What is important here is that the equilibrium point 72 is not influenced by the mechanical dimensions of the heating resistor 14, which depends on the humidity characteristics in the resistor. Therefore, if the above-mentioned material is selected, the heating state of the heating resistor 14 in each manufactured thermal print head will substantially depend on the dimensional variations of the heating part and changes in the environmental temperature in which the head is used. do not.

Therefore, if the thermal print head according to this embodiment is applied to a thermal printer, it will be possible to control the transfer state of the sublimable dye or the color development of the thermal paper with respect to fluctuations in the temperature between the heating resistor elements of the print head or in the environment in which the printer is used.
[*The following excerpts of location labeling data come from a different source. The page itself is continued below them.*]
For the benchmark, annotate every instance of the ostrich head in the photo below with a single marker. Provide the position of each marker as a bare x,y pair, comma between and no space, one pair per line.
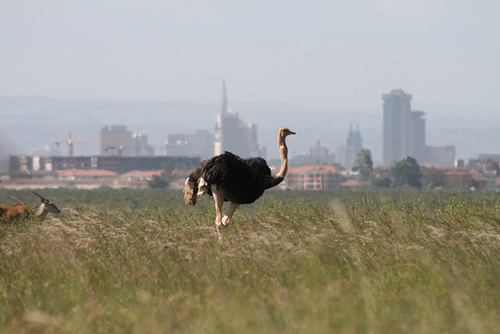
282,134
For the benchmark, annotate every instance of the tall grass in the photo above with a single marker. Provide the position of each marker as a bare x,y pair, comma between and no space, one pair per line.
294,262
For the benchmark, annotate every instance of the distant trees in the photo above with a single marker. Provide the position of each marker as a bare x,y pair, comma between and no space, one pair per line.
406,173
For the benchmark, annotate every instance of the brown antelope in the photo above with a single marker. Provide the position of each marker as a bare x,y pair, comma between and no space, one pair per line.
22,211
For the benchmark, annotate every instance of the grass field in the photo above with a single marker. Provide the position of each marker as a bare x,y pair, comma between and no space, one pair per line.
141,261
Variations in condition are minimized, which results in less uneven print density. This is particularly effectively applied not only to printers that print characters, but also to video printers that print images, especially color still images.

In the embodiment described above, the heat generating resistor 14 is formed in a continuous layer over a plurality of bits or dots of information to be recorded, but instead of forming the heat generating resistor 14 in a continuous layer for each dot or pixel. The heating resistor may have a shape in which a region is formed, and even in that case, according to the present invention, the heat generation temperature is maintained within a predetermined tolerance range regardless of the mechanical dimensions and shape of the heating resistor region.

肱-1 As described above, according to the present invention, a thermistor material having positive temperature characteristics is used for the heating element of the thermal print head. Therefore, even if the environmental temperature fluctuates or the mechanical dimensions of the heating element vary, hard copies with less uneven recording density can be obtained.

[Brief explanation of the drawing]

FIG. 1 is a perspective view showing a partial structure of an embodiment of a thermal print head according to the present invention. 2 is a sectional view taken along the dashed line II-II in FIG. 1, FIG. 3 is a circuit diagram showing an electrical equivalent circuit of the embodiment shown in FIG. 1, and FIG. 4 is a circuit diagram showing the same implementation. 3 is a graph plotting an example of resistance temperature characteristics of a heating resistor material used in the example. Part code 1 10, heat dissipation board 12, heat insulating layer 14, heat generating resistor 18.18. , Electrode conductor 20, Protective layer Patent applicant: Fuji Photo Film Co., Ltd. Agent: Katori Takao Maruyama Takao 4

Claims (1)

[Claims] 1. A thermal print head that prints on a recording medium by generating heat, the print head comprising: a substrate; a heat generating resistor layer formed on the main surface of the substrate and generating heat when energized; and the substrate. and an electrode conductor formed on the main surface of the heating resistor layer and connected to the heating resistor layer for supplying current to the heating resistor layer, the heating resistor layer being a thermistor material exhibiting positive resistance/temperature characteristics. A thermal print head comprising: 2. A thermal transfer video printer comprising the thermal print head according to claim 1.